The last weekend of September 2013, a group of 21 ambitious Trailblazers set off for the Chattahoochee National Forrest in Northern Georgia to join in the fight to Save Georgia’s Hemlocks. We camped overnight at Mulky Creek Campground, where the s’mores and bannock bread-cooked-on-sticks ran freely. We took a sojourn to a clearing close to our campsite to enjoy the starry, moonless, and clear night sky. The Milky Way was clearly visible and the power of modern laser technology allowed for a spot of astronomical education and pro stargazing.

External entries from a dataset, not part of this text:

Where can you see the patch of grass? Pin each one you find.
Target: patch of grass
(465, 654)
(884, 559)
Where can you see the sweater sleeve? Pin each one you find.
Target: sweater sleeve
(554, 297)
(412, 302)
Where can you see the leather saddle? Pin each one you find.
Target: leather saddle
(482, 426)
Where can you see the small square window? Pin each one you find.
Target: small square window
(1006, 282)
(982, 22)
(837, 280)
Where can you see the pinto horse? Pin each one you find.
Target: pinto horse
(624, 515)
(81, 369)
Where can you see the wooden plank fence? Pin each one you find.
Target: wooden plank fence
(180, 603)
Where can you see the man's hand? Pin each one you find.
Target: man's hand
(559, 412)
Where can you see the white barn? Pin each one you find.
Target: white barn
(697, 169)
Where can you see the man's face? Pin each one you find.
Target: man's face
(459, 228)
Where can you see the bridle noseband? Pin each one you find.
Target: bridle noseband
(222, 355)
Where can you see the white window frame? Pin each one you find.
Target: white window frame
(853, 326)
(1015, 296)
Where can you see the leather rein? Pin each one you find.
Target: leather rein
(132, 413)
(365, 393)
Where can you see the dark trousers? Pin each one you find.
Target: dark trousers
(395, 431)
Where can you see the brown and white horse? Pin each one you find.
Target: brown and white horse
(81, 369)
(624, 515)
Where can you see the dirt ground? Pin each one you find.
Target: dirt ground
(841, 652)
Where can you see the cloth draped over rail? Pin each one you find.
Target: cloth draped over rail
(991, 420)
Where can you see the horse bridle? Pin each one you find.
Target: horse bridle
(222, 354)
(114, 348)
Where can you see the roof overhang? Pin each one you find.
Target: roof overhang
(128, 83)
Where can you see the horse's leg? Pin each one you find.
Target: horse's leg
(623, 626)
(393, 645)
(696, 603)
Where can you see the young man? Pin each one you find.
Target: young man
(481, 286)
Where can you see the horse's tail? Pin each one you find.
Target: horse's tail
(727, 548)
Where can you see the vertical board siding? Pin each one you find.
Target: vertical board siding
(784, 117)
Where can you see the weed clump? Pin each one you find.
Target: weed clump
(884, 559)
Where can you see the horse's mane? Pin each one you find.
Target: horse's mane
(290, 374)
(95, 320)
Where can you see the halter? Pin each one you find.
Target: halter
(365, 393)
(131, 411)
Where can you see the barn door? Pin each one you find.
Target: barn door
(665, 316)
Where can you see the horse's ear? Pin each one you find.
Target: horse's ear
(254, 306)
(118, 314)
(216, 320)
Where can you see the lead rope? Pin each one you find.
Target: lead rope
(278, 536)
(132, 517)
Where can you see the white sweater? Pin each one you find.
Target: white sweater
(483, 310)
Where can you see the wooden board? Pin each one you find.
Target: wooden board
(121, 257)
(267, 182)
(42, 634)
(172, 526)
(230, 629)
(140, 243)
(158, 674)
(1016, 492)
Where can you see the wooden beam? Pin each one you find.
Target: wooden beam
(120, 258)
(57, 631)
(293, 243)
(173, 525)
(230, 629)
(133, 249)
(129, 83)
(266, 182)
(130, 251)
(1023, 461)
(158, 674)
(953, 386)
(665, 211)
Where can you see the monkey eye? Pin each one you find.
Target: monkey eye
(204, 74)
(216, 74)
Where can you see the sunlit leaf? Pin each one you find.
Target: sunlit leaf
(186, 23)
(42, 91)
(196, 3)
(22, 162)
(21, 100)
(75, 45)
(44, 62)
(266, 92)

After a restful (albeit chilly) night, we broke camp and joined a group of 30 or so volunteers and crew leaders to begin our project with Save Georgia’s Hemlocks. We split into groups of 4 under the guidance of crew leaders to treat assigned Hemlock trees with a chemical that is safe for the plant but toxic to the invasive Hemlock Wooly Adelgid bug that feeds on the sap of Hemlock trees and has no natural predators in the Eastern United States. We used soil injectors (read: massive hypodermic needles designed to deliver chemicals through soil “Hypoteric Needles”) to disperse this environmentally harmless chemical throughout the soil around the base of Hemlock trees. This chemical is taken up by the tree’s root system and effectively “vaccinates it” against the Wooly Adelgid. Throughout this process, the Hemlock trees were measured for growth to determine proper dosage and track health, and replacement of the identifying dog tags on each treated tree was carried out as needed. Over 200 trees were treated by the Trailblazers alone. These trees will survive any onslaught of Wooly Adelgid, and preserve the Hemlock genome so it can repopulate once the invasive critter has died out.
After hugging trees and giving Mother Nature her needed shots, we traipsed to Sea Creek waterfall. Here we had lunch and heard from many great outdoor service organizations including the Benton MacAye Trail Association, Go Outdoors! USA, the Mountain Stewards, and the executive leadership of Save Georgia’s Hemlocks about conservation efforts being undertaken in Northern Georgia. We were able to present the basic philosophy and operating principles of Trailblazers, and all gathered there were thoroughly impressed at what a group of determined young people could achieved. After the educational session, we tarried around the waterfall to chill out and take a few pictures to remember the time by. We then headed for home, satisfied that we’d left the lasting, characteristic Trailblazers mark of service on the Hemlocks of the Chattahoochee National Forest.